Verharrt ein Partner zu sehr auf seiner Perspektive, ohne die Partner- oder Partnerschaftsperspektive mitzudenken, geraten Paare meist in sogenannte Gerechtigkeitsfallen. Dann dreht sich ein Konflikt nicht mehr um das ursprüngliche Thema, sondern nur noch darum wer Recht hat und wer wen wie überzeugen kann. Damit kommt man vielleicht in einer Talkshow oder bei der Arbeit durch, in einer Partnerschaft geht es aber selten um eine objektive Wahrheit, sondern immer um zwei subjektive Wahrheiten, die nicht verhandelbar sind. Und entsprechend behaupte ich ganz keck: In einer Partnerschaft kann es eigentlich gar keinen Streit geben, weil es in einer Liebesbeziehung immer nur darum gehen muss, einander unseren Standpunkt zu erläutern. Wir müssen einander verständlich machen, nicht einander überzeugen. Das ist ein ganz wesentlicher Unterschied. Und dann, wenn wir uns einander verständlich gemacht haben, wenn wir uns einander in unserer Wahrhaftigkeit gezeigt haben, entscheiden wir, wie wir damit umgehen. Da ist dann durchaus Platz für Enttäuschung und Frust, aber nicht für Streit und Konflikt. Entsprechend motiviere ich Paare natürlich, um auf den Dreisprung Ihrer Frage zurückzukommen, ihre Hoffnungen und Erwartungen zu formulieren, um einander die Chance – nicht die Pflicht – der Erfüllung zu geben. Beim Verlangen im Sinne von Bedingungen bleibe ich aber strikt: Das gehört nicht in eine Liebesbeziehung und ist Ausdruck von Egoismus und Erpressung.

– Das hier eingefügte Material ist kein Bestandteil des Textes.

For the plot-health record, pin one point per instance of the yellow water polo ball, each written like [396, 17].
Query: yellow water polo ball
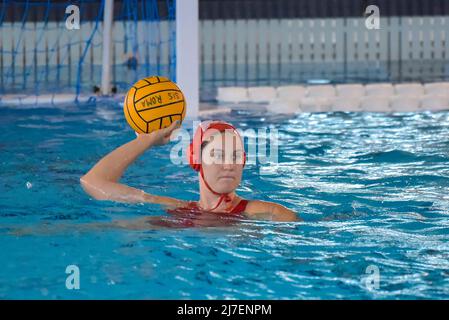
[154, 103]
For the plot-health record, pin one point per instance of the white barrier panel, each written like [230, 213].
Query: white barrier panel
[295, 93]
[379, 89]
[375, 104]
[404, 103]
[261, 94]
[280, 106]
[435, 102]
[412, 89]
[347, 104]
[315, 104]
[232, 94]
[321, 91]
[376, 97]
[437, 88]
[350, 90]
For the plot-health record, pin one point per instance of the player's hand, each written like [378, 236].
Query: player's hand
[159, 137]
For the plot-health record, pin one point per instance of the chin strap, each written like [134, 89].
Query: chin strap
[223, 196]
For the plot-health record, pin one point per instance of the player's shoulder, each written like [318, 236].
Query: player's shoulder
[259, 209]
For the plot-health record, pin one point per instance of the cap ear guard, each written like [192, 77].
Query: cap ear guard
[194, 163]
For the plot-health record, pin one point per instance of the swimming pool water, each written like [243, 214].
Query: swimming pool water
[372, 190]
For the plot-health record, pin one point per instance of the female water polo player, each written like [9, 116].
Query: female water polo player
[216, 152]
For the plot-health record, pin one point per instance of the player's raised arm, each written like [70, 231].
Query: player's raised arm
[102, 181]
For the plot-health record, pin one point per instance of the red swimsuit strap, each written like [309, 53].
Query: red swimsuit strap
[240, 207]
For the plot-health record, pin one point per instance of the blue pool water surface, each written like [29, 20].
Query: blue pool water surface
[372, 190]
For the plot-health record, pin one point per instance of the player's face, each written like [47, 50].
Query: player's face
[222, 161]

In Ihrem Buch „Liebe heißt wollen“ beschreiben Sie die Wirkung der „Liebeshormone“, die Menschen euphorisieren und auch „blind vor Liebe“ machen. Welche Entscheidung trifft der Liebende? Oder trifft die Biochemie die Entscheidung?

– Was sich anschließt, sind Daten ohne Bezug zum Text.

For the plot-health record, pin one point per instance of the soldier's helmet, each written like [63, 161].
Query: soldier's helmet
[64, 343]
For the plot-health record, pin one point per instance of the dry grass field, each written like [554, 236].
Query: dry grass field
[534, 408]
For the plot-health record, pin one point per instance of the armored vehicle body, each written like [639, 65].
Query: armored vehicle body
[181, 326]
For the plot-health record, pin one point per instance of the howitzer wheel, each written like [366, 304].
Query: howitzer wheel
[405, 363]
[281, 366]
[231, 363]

Die Evolution war klug genug, alles der Biochemie zu überlassen. Die klassischen Untersuchungen hierzu zeigen, dass innerhalb weniger Sekunden zwischen zwei Menschen klar ist, ob man einander attraktiv findet. Allerdings wusste die Evolution nichts von Sprache, Mode, Witz, Intelligenz, Karriereplänen oder Musikgeschmack, so dass eine halbe Stunde später, der Reiz auch schon wieder verflogen sein kann. Falls nicht, ist das aber wieder Verliebtsein und nicht Liebe. Und beim Verlieben bleiben wir auf dem biochemischen Autopiloten. Dieses Wissen gibt uns aber die Freiheit unserem eigenen Verliebtsein nicht immer trauen zu müssen. Das zu begreifen ist lebensklug und kann sehr heilsam sein. Ich kann mich sehr leidenschaftlich und offen in einen Menschen verlieben und trotzdem wissen, dass dieser Mensch nicht meinen Bedürfnissen für eine gemeinsame Liebe entspricht, um dadurch eventuell auch leichter Abschied zu nehmen, wenn aus der Verliebtheit keine Liebe wird. Und erlauben Sie mir auch hier einen Spruch aus dem Poesiealbum der Lebensweisheiten: Verwechseln Sie die Größe Ihrer Verliebtheit nicht mit dem Potential für die gemeinsame Liebe.
Was halten Sie von dem Rat von Professor John Gottman: Heiraten Sie Ihren besten Freund?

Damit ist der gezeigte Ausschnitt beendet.